Wise Words From YU’s Next President
The news got out earlier today that YU’s search committee at arrived at a choice for a successor to President Richard Joel. Rabbi Ari Berman, a former spiritual leader of The Jewish Center in Manhattan, has apparently been given the nod.
It will not be an easy job, dealing with the financial uncertainty of YU’s future (it took a huge hit from the Bernie Madoff scheme, and has been operating at a deficit since) and the different forces and visions all jockeying for position within the Modern Orthodox world. Words that he penned in 1998 show the chinuch from which he emerged, and his roots in the universe of halachah and learning. We present an excerpt from that Jewish Action article that speaks for itself:
…In halachah there is only one Orthodox community and that is the community of achicha b’mitzvot.
A few years ago, I had the opportunity to meet privately with one of the leading American roshei yeshivah in the Chareidi world. In the course of our conversation, I said to him that it would be wonderful if we could arrange a small learning program during the summer which would bring together the best talmidim from his yeshivah with those from Yeshiva University. This would give the next generation of Orthodox leaders androshei yeshivah a chance to meet with one another, to talk to one another, and to learn Torah with and from one another. The goal of the program would be that, through this exposure, both camps will recognize that, although we have our differences, our commitment to talmud Torah, our core values and ideals, are identical. After hearing my proposal, this rosh yeshivah shook his head and said: “This is very difficult, this is very difficult….”

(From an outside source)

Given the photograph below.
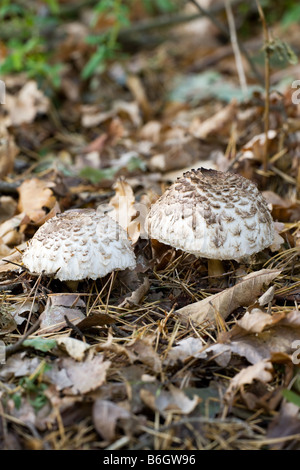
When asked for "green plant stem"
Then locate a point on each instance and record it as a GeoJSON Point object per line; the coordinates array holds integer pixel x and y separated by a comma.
{"type": "Point", "coordinates": [267, 84]}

When we think about Jewish unity, we often concentrate on those in the community of Yisrael, overlooking those in the community of achicha b’mitzvot. We focus on unity in the general Jewish populace, and fail to direct our attention to unity within the Orthodox world itself. But as events in the past year have highlighted, there is a great need to focus on unity in the Orthodox world as well. And it is with our community of achicha b’mitzvot that we have the most in common. Many Modern Orthodox Jews today are learned and steeped in Torah, typically having benefited from a strong yeshivah education, including a year or years of full-time Torah study in Israel. For much of Modern Orthodoxy, talmud Torah and shmirat ha’mitzvot are the top priority. As such, it is important for Modern Orthodox Jews and those to the right to be exposed to one another. It is crucial for both of our communities to recognize that fundamentally we share the same core priorities and commitments. While we are not identical and do have our differences, we must focus on and accentuate our common ground because, after all, what we have in common is far more significant than what differentiates us. Although it is true that “this is very difficult, this is very difficult,” both camps must overcome their difficulties….[The] terminology we use today – “modern/centrist/ultra-Orthodox/Chareidi” — has no precedent in halachah. For in halachah there is only one Orthodox community and that is the community of achicha b’mitzvot. The more we emphasize this for ourselves and develop intra-Orthodox programs that focus on our common bond of Torah and mitzvot, the more likely it will be that we can develop into one united community.
Twenty years ago, Rabbi Shlomo Berman, the son-in-law of the Steipler and then a rosh yeshivah in the Ponevez Yeshivah, suggested to Julius Berman (then the president of the Orthodox Union) that if the Union wanted to do something significant for Orthodoxy, it should arrange a Yom Iyun with shiurim delivered byroshei yeshivah identified with different groups within Orthodoxy, such as Agudas Yisrael and Mizrachi, lead by Rav Yaakov Kaminetsky and Rav Yosef Dov Soloveitchik. When asked what would be the purpose of such a program, Rav Berman responded, “Tzu lernen der ‘olam az Torah iz umparteyish; es balangt nit nor tzu di Mizrachi uder di Agudah, nit nor tzu Chassidim uder Misnagdim; es balangt tzu Klal Yisrael.” (“To teach the community that Torah is non-partisan; it belongs not only to Mizrachi or to Agudah, not only to Chassidim or to Misnagdim; it belongs to Klal Yisrael.”
In the camp of achicha b’mitzvot, Torah is what distinguishes us and Torah is what should unite us.